2008/10/02

Vivir libre de culpa*

Los epítetos no escasean a la hora de retratar el variopinto mundo de las relaciones sentimentales. El efímero, la psico, la gris, la estrecha, el irrepetible —por aquello de la ausencia de segundas partes— y en los casos más funestos y populares el donante o la solicitada. Un buen calificativo asignado en su momento puede contar en sí mismo el destino de una relación con humor y sin necesidad de mayores explicaciones. En ese sentido, Mi marido es un cornudo, el libro más reciente de Elizabeth Fuentes es peligroso, sin duda. Una periodista provista de mucha inteligencia y suficiente humor como para reírse de sí misma y del mundo, retrata en una historia bien documentada el clima, las precauciones, las excusas, los motivos y hasta las pesquisas criminales e historias más famosas que trae consigo la relación de alteridad; felicidad o sufrimiento con daño a terceros y al patrimonio que puede traer consigo la infidelidad. Ella, la protagonista de la historia, a ratos entre la ficción y la autobiografía, es una periodista con varios años de casada y con la sensación de que la vida se le destiñe. Él es El intermitente. Tras los encuentros fugaces y espontáneos en la oficina, el tiempo confabula la consumación de una cita que a ratos suscita carcajadas sinceras y en ocasiones invita a reflexionar sesudamente sobre las relaciones de pareja. Al descubrirse envuelta en una relación de adulterio, nuestra protagonista no podrá evitar hacerse preguntas sobre su condición ni podrá ignorar a su naturaleza curiosa, por lo que comienza a estudiar el fenómeno en el que se ve envuelta y por ello ofrece un detallado reportaje que da cuenta de los orígenes, las circunstancias, la tipología y los recursos que posee y provee el adulterio.
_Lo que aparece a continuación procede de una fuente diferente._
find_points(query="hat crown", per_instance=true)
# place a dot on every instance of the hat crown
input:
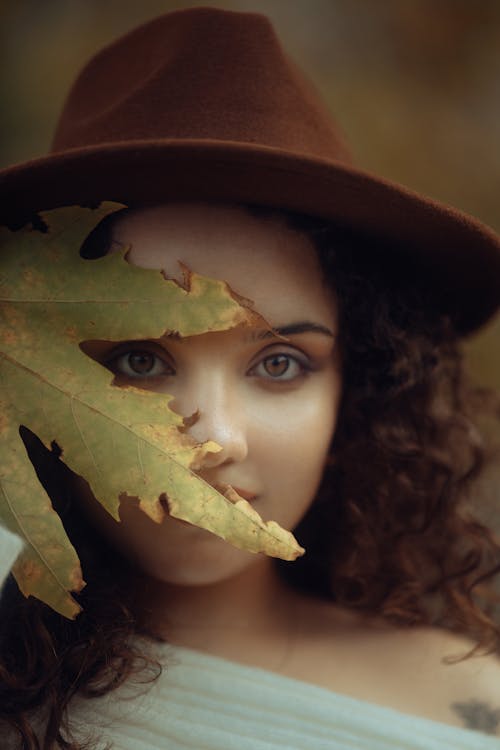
(198, 74)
Las mujeres en esta historia dejan de representar el papel de víctimas del engaño para engalanarse con su lingerie de estreno y escaparse tras muchas excusas a Miami. Aunque todo affaire extramarital no resulta en ocasiones un capítulo digno de recordar, mejor seguir el consejo, por si acaso, de la doctora Ostarg, del Instituto Italiano de Ciencias Sociales, en el que recomienda que no se cuente ni se pregunte: “Nunca le pregunta a su cónyuge sobre su infidelidad y jamás diga una palabra sobre las suyas. Mientras menos sepan ambos, mejor”.

*Publicado en la revista Contrabando, año 2, número 15.